Il giovane è giunto con la madre e la sorella fino al santuario di San Sebastiano, in un’amena località di campagna spagnola, ereditata dalla donna rimasta vedova.
Il prelato, noto per i suoi metodi talvolta poco ortodossi (e per questo considerato con sospetto) nonostante rimanga il pupillo del Papa in carica, comprende, aiutato dal giovane collega Padre Felipe, che il demone in questione è un elemento assai potente.

L’esorcista del Papa
Un diavolo in grado di suggestionare più persone contemporaneamente e motivato da un’antica vicenda che risale, proprio in quel luogo sacro, ai tempi lontani e bui dell’Inquisizione.
A costo di ricorrere al sacrificio personale, Gabriele Amorth, ossessionato da un episodio occorso durante la propria militanza fra i partigiani e roso dai sensi di colpa per non essere riuscito a salvare una ragazza, riuscirà a sconfiggere anche quel potente demone.
L’esorcista del Papa- la recensione
Noto per essere considerato uno tra i più famosi esorcisti mai esistiti, e operante a diretto contatto con il Vaticano e i papi, Padre Gabriele Amorth ha ulteriormente richiamato notorietà dopo essere stato al centro di un noto documentario diretto nel 2017 dal magnifico regista Wiliam Friedkin (il cineasta di un cult come L’esorcista, oltre che di altre pietre miliari del cinema americano come Il braccio violento della legge, Il salario della paura, Cruising, Vivere e morire a Los Angeles, Killer Joe).
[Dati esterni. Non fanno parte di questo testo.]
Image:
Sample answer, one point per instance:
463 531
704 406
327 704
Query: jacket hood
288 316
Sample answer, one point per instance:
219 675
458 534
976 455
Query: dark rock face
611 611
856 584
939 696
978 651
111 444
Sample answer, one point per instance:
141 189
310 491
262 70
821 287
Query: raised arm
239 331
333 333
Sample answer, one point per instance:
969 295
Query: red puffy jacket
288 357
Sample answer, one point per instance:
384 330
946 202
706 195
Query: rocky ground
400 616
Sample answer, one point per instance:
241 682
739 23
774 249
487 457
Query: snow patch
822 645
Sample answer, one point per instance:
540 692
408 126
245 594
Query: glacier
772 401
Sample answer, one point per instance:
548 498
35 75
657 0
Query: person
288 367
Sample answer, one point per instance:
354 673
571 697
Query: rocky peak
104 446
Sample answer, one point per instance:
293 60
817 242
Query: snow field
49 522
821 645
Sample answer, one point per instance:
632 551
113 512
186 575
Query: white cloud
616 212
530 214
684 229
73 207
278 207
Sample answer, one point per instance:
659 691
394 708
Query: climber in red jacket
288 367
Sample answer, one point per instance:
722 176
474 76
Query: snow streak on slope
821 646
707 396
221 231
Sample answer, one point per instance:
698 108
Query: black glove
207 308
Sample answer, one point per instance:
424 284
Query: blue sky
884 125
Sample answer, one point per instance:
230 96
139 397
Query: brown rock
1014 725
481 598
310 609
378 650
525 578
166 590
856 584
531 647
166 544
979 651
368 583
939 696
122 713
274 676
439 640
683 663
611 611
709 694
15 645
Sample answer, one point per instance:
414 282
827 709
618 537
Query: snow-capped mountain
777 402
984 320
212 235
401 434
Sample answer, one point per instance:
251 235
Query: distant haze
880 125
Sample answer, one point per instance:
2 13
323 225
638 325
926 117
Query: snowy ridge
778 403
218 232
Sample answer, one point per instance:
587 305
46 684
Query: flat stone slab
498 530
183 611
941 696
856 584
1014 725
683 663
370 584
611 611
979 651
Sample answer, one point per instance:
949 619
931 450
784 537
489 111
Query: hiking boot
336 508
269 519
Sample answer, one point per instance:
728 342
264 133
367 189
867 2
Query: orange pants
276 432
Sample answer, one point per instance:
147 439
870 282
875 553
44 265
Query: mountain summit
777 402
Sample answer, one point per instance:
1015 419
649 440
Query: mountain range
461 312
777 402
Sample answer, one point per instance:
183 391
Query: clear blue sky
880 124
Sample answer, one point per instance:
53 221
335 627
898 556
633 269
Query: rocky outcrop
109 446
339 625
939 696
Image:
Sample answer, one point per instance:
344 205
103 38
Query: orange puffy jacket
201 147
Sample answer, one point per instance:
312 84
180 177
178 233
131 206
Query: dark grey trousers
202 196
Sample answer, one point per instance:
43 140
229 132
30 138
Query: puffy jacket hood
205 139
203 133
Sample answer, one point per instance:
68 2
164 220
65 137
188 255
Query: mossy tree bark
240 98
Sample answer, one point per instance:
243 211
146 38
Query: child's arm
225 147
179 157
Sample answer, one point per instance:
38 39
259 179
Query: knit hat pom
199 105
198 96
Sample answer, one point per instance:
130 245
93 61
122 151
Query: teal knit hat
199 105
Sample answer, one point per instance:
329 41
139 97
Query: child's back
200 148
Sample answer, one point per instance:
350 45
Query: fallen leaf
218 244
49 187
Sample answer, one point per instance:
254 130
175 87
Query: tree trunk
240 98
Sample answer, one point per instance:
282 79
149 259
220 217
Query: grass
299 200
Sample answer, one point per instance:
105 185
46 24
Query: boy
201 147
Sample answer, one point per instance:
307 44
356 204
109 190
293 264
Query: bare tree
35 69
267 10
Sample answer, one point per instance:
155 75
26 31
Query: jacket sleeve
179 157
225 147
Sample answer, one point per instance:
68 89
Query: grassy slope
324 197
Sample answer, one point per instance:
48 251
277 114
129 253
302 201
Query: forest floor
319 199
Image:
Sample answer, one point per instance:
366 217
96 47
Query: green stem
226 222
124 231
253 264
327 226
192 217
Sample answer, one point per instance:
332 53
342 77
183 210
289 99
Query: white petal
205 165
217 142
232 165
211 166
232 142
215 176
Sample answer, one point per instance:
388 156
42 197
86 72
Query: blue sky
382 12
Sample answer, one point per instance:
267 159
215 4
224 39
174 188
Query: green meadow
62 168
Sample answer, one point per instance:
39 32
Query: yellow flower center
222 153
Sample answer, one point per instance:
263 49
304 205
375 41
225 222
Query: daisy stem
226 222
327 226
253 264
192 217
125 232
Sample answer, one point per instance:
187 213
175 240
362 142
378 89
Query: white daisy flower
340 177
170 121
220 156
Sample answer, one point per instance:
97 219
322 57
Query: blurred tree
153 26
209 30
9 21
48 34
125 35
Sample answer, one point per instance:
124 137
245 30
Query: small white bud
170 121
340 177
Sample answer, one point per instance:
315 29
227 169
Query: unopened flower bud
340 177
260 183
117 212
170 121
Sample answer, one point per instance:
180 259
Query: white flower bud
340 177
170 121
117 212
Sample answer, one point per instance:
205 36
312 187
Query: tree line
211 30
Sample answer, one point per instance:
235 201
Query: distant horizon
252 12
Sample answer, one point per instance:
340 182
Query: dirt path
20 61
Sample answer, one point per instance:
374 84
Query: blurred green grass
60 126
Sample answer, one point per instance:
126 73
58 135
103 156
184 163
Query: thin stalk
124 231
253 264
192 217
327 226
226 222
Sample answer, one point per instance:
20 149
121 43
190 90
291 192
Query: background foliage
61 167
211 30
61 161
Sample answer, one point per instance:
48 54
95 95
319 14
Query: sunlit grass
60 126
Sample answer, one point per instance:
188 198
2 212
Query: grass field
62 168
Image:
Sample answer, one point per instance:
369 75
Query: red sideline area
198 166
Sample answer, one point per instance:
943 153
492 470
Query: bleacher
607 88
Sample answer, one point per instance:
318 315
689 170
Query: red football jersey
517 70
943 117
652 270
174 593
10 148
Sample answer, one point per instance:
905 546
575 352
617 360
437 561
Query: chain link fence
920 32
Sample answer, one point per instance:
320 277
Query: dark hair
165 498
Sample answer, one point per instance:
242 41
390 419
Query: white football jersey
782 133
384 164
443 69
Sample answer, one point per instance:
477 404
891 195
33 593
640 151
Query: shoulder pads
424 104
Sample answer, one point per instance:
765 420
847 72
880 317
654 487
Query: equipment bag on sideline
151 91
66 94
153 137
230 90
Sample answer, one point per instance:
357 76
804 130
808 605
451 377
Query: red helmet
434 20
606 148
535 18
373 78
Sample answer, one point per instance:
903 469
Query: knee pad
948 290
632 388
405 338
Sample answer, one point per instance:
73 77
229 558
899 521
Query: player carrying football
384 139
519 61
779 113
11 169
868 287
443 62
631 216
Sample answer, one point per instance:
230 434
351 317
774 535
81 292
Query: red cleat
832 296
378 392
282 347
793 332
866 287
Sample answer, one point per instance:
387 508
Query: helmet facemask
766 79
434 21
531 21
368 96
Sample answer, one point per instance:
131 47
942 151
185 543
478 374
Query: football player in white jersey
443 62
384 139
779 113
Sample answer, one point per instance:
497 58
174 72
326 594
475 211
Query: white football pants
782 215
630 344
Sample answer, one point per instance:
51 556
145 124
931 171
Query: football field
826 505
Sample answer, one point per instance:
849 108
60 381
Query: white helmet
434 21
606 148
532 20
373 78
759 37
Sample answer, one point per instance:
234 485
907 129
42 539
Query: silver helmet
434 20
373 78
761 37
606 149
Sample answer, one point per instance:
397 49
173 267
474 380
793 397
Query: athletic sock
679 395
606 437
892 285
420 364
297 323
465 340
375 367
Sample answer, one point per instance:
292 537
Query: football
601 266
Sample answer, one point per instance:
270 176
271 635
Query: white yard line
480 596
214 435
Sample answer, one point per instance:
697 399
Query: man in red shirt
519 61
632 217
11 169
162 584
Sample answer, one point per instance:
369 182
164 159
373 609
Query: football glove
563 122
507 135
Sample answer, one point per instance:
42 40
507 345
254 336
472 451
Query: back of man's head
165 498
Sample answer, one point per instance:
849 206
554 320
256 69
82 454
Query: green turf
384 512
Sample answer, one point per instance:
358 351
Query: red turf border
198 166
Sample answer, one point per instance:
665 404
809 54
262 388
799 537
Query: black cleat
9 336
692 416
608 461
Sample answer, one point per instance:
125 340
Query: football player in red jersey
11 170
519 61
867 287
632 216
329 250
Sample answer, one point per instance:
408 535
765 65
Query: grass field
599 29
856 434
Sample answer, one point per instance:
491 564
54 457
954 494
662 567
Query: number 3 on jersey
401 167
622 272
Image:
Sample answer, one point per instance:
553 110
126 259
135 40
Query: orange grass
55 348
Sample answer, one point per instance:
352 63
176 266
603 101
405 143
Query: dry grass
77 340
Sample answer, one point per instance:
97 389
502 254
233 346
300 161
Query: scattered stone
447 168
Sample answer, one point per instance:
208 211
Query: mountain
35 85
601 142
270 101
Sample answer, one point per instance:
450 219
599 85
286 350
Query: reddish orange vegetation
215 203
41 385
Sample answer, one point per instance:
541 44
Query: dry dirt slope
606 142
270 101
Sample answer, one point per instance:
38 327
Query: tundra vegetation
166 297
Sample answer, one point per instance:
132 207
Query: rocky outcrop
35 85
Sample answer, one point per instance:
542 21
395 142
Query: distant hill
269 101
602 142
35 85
In The Devil and Father Amorth, infatti, Friedkin nel 2016, su invito dello stesso esorcista, vinceva la sua diffidenza su fenomeni misteriosi come gli esorcismi, da lui stesso narrati, filmando un esorcismo reale e finendo per essere coinvolto in un inevitabile confronto con quanto narrato ne L’esorcista.
“Ricordate! Il demone utilizzerà i vostri peccati contro di voi”.
Nel film di Avery invece si torna al film a soggetto e si immagina un caso impegnativo, e dai contorni assai misteriosi, in cui diviene necessario coinvolgere il famoso esorcista.
La vicenda si sforza in tutti i modi di richiamare tutti i cliché più ovvi di un filone horror che, dopo il successo de L’esorcista e dei suoi svariati sequel, ha visto la creazione di un vero e proprio capitolo a sé stante nell’ambito del cinema di genere.
Il diavolo, probabilmente…
Ma il risultato delude: la narrazione pare più preoccupata a creare attorno a sé un’ atmosfera piena di pathos che garantisca spavento e tensione, piuttosto che farsi carico di tirare le somme di una storia che racchiuda in sé qualcosa di davvero originale ed accettabile.

L’esorcista del Papa
Dal canto suo Russell Crowe tenta, probabilmente incalzato dalla bonaria sceneggiatura (a cura di un nome noto come Michael Petroni) di fornire un aplomb talvolta scanzonato e reazionario al suo singolare prelato, provocando nella visione del film una sensazione di imbarazzo, più che di interesse per il personaggio affrontato.
Appaiono inoltre puerili i vezzi con cui si riproducono scorci italiani di un fine secolo davvero colmo di stereotipi più che abusati: lambrette e scorci di una capitale da cartolina, laddove pure l’ambientazione spagnola soffre di vedute ridondanti, a partire dal santuario a forma di castello medioevale che diviene teatro della possessione multipla al centro della storia.